At the end of this lesson you will:

Know the difference between replication and reproducibility
Identify valid reasons why replication and/or reproducibility is not always possible
Identify the type of reproducibility
Identify key components to enable reproducible data analyses

Introduction

From a young age, we have learned that scientific conclusions should be reproducible. After all, isnʻt that what the methods section is for? We are taught to write methods sections so that any scientist could, in theory, repeat the experiment with the idea that if the phenomenon is true, they should obtain comparable results and more often than not should come to the same conclusions.

But how repeatable is modern science? Many experiments are now so complex and so expensive that repeating them is not practical. However, it is even worse than that. As datasets get larger and analyses become ever more complex, there is a growing concern that even given the data, we still cannot necessarily repeat the analysis. This is called “the reproducbility crisis”.

Recently, there has been a lot of discussion of reproducibility in the media and in the scientific literature. The journal Science had a special issue on reproducibility and data replication.

https://www.science.org/toc/science/334/6060

Take for example a recent study by the Crowdsourced Replication Initiative (2022). It was a massive effort by 166 coauthors published in PNAS to test repeatability:

73 research teams from around the world analyzed the same social science data.
They investigated the same hypothesis: that more immigration will reduce public support for government provision of social policies.
Together they fit 1261 statistical models and came to widely varying concluisons.
A meta-analysis of the results by the PIs could not explain the variation in results. Even after accounting for the choices made by the research teams in designing their statistical tests, 95% of the total variation remained unexplained.
The authors claim that “a hidden universe of uncertainty remains.”
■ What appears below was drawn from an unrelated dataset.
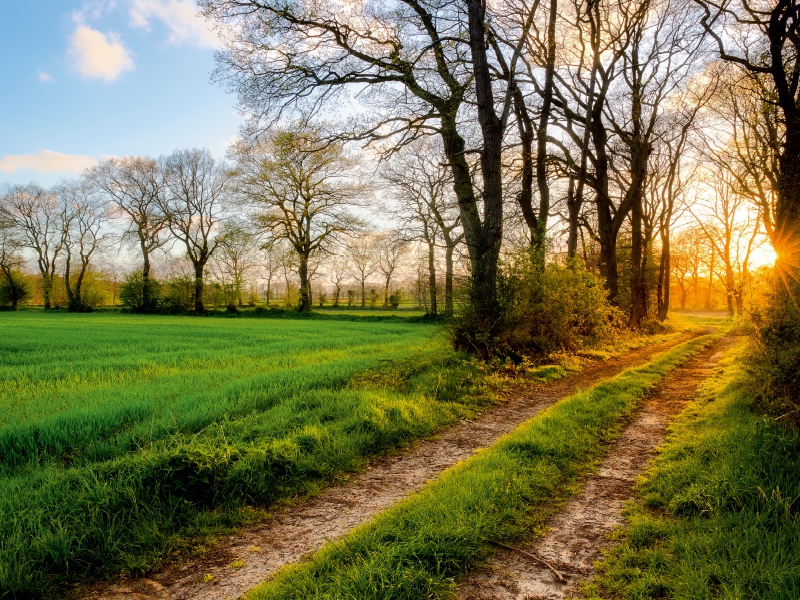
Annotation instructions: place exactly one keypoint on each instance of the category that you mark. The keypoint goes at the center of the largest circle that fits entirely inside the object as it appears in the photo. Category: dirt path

Source: Breznau et al., 2022

This should be very disturbing. It was very disturbing to me! Greyer notes that the meta-analysis did not investigate how much of the variability of results was due to outright error. He furthermore notes that while the meta-analysis was done in a reproducibly, the original 73 analyses were not. What does he mean?
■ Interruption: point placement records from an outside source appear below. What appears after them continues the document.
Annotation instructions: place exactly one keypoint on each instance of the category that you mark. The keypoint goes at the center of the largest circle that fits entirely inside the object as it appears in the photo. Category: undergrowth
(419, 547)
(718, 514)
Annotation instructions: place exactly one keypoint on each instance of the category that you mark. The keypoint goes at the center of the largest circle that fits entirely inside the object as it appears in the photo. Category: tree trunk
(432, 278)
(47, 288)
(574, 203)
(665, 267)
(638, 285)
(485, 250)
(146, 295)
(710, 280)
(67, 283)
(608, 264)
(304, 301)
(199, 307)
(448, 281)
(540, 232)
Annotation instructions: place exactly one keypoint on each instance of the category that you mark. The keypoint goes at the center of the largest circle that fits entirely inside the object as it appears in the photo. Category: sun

Some of the issues from a statisticianʻs perspective

Greyer provides nine ideas worth considering:

Most scientific papers that need statistics have conclusions that are not actually supported by the statistical calculations done, because of
1. mathematical or computational error,
2. statistical procedures inappropriate for the data, or
3. statistical procedures that do not lead to the inferences claimed.
Good computing practices — version control, well thought out testing, code reviews, literate programming — are essential to correct computing.
Failure to do all calculations from raw data to conclusions (every number or figure shown in a paper) in a way that is fully reproducible and available in a permanent public repository is, by itself, a questionable research practice.
Failure to do statistics as if it could have been pre-registered is a questionable research practice.
Journals that use P < 0.05 as a criterion of publication are not scientific journals (publishing only one side of a story is as unscientific as it is possible to be).
Statistics should be adequately described, at least in the supplementary material.
Scientific papers whose conclusions depend on nontrivial statistics should have statistical referees, and those referees should be heeded.
Not all errors are describable by statistics. There is also what physicists call systematic error that is the same in every replication of an experiment. Physicists regularly attempt to quantify this. Others should too.
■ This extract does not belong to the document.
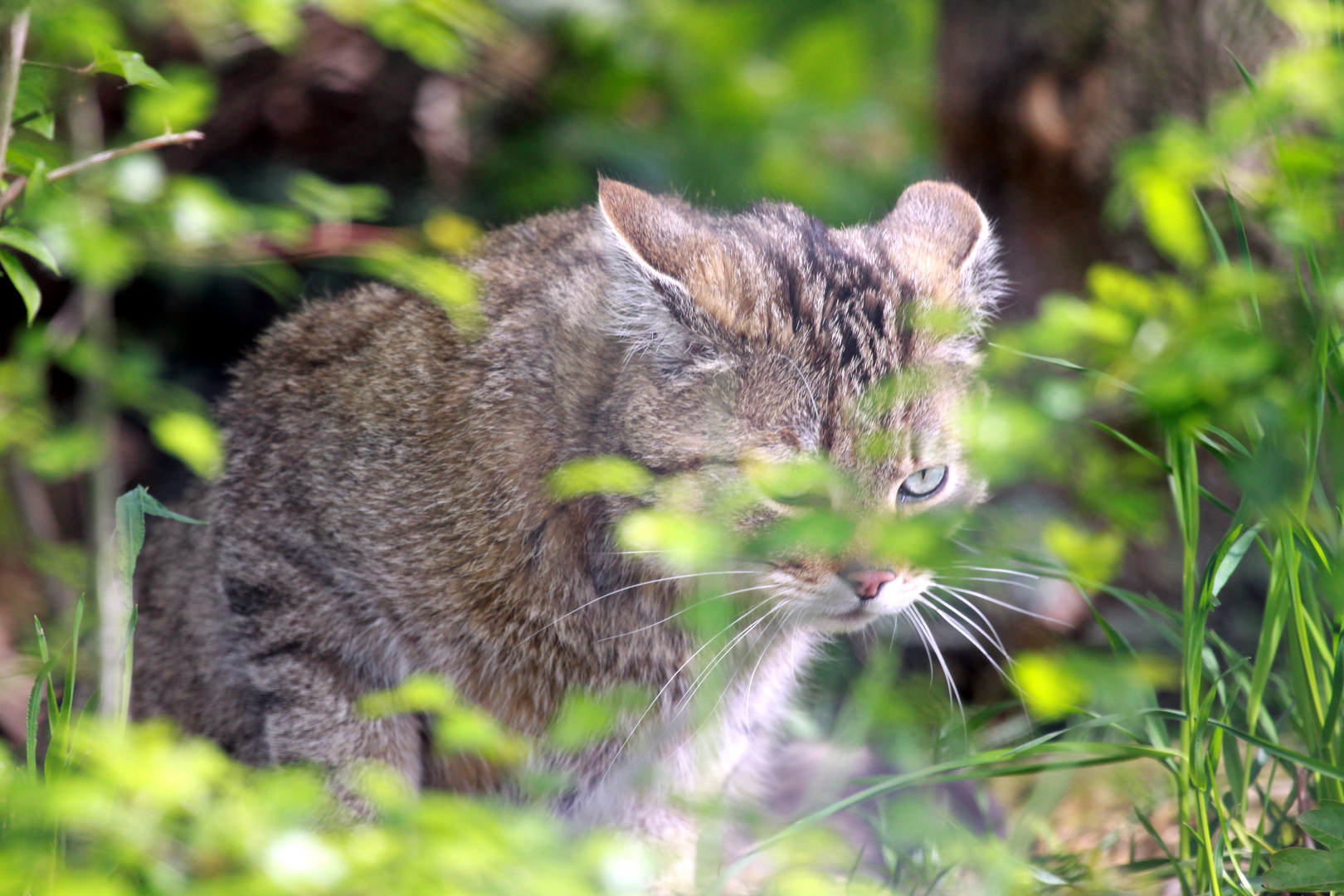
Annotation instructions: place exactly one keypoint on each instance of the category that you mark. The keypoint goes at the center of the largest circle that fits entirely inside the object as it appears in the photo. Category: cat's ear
(938, 229)
(672, 269)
A reasonable ideal for reproducible research today - Research should be reproducible. Anything in a scientific paper should be reproducible by the reader. - Whatever may have been the case in low tech days, this ideal has long gone. Much scientific research in recent years is too complicated and the published details to scanty for anyone to reproduce it. - The lack of detail is not entirely the author’s fault. Journals have severe page pressure and no room for full explanations. - For many years, the only hope of reproducibility is old-fashioned person-to-person contact. Write the authors, ask for data, code, whatever. Some authors help, some don’t. If the authors are not cooperative, tough. - Even cooperative authors may be unable to help. If too much time has gone by and their archiving was not systematic enough and if their software was unportable, there may be no way to recreate the analysis. - Fortunately, the internet comes to the rescue. No page pressure there! - Nowadays, many scientific papers also point to supplementary materials on the internet. Data, computer programs, whatever should be there, permanently. Ideally with a permanent Document Identifier or DOI. There are complaints that many Supplmentary Materials are incomprehensible, but that can be improved with practices of reproducible reserach.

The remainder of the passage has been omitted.